The progress being made for Green Production—one of the three core values of the program—has led Greg Davis, Senior Strategic Sourcing Manager, and his department to take a three-prong approach that helps guide what is being done to promote sustainability.
“We look at achieving Vision 2030 from the perspective of it being a two-way street for success,” Davis said. “All three of these things have to happen from both our side as well as our supply chain for it to be successful. We have to ask, ‘Is the change we are making economically viable, is it environmentally sustainable, will it be secure and reliable.’ If all three of those things can happen from both perspectives, then we are on the right course.
“We can reduce emissions, reduce plastic to landfill, and use evolution to pioneer and incentivize positive changes.
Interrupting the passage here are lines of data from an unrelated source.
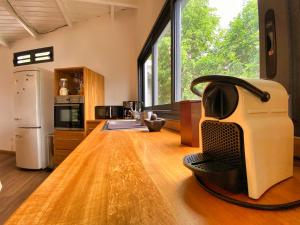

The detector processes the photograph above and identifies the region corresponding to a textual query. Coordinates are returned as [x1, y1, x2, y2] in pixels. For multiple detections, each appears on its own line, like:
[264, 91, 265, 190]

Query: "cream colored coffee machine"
[184, 75, 294, 199]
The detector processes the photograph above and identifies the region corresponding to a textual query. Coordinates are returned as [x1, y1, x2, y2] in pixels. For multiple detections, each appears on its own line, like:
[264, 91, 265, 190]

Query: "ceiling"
[0, 0, 138, 47]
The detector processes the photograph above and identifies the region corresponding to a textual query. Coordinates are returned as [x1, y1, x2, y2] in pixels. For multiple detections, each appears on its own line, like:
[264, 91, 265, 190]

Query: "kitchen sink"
[104, 120, 146, 130]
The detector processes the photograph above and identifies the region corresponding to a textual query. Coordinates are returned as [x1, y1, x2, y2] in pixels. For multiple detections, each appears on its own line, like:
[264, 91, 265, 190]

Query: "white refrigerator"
[14, 68, 54, 169]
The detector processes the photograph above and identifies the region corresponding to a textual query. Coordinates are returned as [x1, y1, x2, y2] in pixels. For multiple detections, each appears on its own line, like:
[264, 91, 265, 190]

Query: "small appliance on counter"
[54, 95, 84, 130]
[123, 101, 143, 119]
[183, 75, 300, 209]
[95, 105, 124, 119]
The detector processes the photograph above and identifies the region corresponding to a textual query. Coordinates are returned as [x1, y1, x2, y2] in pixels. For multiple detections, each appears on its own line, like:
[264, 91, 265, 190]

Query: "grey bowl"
[144, 118, 166, 132]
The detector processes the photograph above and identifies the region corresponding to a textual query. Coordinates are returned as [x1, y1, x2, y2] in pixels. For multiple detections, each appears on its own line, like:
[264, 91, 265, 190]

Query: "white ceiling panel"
[0, 0, 138, 46]
[9, 0, 66, 34]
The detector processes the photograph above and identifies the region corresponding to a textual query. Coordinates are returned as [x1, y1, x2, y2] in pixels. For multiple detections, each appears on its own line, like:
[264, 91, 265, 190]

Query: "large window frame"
[138, 0, 261, 120]
[138, 0, 180, 119]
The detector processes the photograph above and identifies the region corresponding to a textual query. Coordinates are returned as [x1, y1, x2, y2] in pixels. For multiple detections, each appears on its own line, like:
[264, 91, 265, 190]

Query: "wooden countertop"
[6, 122, 300, 225]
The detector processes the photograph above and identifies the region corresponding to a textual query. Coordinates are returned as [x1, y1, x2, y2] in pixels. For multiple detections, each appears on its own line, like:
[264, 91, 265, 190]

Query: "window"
[177, 0, 259, 100]
[13, 47, 54, 66]
[154, 22, 171, 105]
[143, 55, 153, 107]
[138, 0, 260, 114]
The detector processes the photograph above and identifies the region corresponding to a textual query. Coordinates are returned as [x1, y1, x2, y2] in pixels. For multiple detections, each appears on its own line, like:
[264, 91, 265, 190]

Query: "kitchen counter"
[6, 121, 300, 225]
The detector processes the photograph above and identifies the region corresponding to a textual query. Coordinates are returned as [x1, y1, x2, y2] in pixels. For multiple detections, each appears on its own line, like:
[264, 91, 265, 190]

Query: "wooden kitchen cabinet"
[85, 120, 103, 136]
[53, 67, 104, 165]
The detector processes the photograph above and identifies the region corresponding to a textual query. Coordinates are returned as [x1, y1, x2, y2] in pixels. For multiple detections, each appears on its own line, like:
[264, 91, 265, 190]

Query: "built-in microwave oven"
[54, 96, 84, 130]
[95, 105, 124, 119]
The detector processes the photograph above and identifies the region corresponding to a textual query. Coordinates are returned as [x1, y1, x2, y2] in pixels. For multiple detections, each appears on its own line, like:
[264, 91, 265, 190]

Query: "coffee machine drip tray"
[183, 153, 247, 193]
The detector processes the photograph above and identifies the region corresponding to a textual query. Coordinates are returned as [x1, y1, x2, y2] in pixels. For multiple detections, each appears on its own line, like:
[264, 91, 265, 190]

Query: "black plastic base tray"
[183, 153, 243, 193]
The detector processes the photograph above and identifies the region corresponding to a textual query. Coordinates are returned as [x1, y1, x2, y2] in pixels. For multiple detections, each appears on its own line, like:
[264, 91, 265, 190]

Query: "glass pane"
[144, 55, 153, 107]
[154, 23, 171, 105]
[178, 0, 259, 100]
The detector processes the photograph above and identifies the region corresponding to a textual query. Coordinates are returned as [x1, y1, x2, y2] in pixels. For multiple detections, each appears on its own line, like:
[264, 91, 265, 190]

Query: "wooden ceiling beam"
[56, 0, 73, 27]
[0, 0, 38, 38]
[75, 0, 138, 9]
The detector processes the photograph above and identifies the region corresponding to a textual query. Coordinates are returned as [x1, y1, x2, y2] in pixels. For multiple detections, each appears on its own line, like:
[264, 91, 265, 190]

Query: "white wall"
[0, 47, 13, 150]
[11, 10, 136, 104]
[0, 0, 165, 150]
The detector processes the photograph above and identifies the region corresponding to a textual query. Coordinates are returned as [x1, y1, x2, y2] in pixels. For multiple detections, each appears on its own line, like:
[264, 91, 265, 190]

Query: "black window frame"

It is how we can ensure successful results.”
All three of those aspects, according to Davis, are being given careful consideration from specific angles.
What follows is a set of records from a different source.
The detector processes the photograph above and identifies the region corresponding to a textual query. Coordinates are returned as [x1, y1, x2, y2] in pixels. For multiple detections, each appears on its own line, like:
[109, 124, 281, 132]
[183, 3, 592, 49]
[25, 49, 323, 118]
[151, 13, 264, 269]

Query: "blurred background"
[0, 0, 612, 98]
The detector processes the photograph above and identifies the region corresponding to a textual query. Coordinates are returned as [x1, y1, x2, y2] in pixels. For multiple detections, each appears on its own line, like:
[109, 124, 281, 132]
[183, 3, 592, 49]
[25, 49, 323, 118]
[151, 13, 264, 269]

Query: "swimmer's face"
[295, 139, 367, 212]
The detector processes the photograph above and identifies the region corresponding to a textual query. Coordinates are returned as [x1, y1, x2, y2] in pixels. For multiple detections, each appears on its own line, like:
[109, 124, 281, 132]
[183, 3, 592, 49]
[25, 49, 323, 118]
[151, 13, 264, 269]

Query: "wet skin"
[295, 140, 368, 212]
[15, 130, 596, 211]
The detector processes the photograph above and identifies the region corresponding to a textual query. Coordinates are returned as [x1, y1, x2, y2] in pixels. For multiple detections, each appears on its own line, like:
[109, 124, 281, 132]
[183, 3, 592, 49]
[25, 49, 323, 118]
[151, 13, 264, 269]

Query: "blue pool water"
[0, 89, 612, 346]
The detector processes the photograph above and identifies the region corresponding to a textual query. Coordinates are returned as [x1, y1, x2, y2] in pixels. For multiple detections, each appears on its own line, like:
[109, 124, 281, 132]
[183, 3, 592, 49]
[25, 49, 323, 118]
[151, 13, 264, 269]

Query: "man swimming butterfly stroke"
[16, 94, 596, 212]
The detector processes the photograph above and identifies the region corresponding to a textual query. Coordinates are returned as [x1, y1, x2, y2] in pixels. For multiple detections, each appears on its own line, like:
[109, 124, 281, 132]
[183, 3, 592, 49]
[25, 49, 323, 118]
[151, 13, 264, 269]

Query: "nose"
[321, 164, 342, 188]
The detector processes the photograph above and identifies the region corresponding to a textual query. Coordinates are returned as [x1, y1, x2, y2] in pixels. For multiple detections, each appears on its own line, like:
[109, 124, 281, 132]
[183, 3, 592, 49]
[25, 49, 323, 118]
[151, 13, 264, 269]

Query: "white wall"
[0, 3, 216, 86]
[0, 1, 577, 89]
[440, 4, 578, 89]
Being economically viable is one of the hardest to quantify across the board. The internal ramifications are simple: is this a packaging decision that can be cost-conscious. It is a decision that doesn’t mean reduction of cost, simply that it cannot be something that increases cost to an untenable situation. From the client perspective, it cannot be cost prohibitive to participate, meaning passing cost down the value chain, or too expensive to consider—specifically some of the reel and pallet return programs that have evolved from past efforts.
Environmental sustainability may be the easiest of the three to achieve as it the simplest to explain. The changes that are being made from a packaging and production standpoint can be measured in positive changes in the reduction of plastics, reduction of carbon emissions, and increases in reuse opportunities.
Security and reliability are, perhaps, the most important to the foundation of the program. Creating packaging that fails is simply a non-starter. Using packaging that is not easily damaged or insecure is something that takes precedent over the ability to be reused as the safety ramifications would far outweigh other considerations.
The combined effect of all three, factored in with an evolved understanding of a complete life cycle, leads to better decision making in creating a Circular Economy.
Davis said that the recycling mentality of the late-90s, and early-2000s has become extremely outdated and that a more comprehensive program is needed.
“Recycling was all the rage, but it was flawed,” he said. “It created so much volume that so much ended up in landfills anyways. The whole cycle has been improved and it requires more participation from buyers.
“That means, we cannot just recycle plastics, we have to be part of repurposing and purchasing the reprocessed plastics and not creating new plastic products. It is a marketplace that brings those plastics back in and doesn’t just rely on sending them out. We have found that we do not have to step too far out of the box to find reprocessed plastics that are more environmentally conscious, cost effective, and secure. There is not as much awareness on that as there should be but creating that Circular Economy can have a very positive impact on Green Production.”
The positive impact, no matter the size, is moving in the right direction. Especially when it comes to accomplishing Vision 2030 goals.
“We have really, really big customers to think about and we have smaller rewind shops,” Davis explained. “We have to make decisions that do right by all of them and even the smallest of victories can stack up to an important outcome.”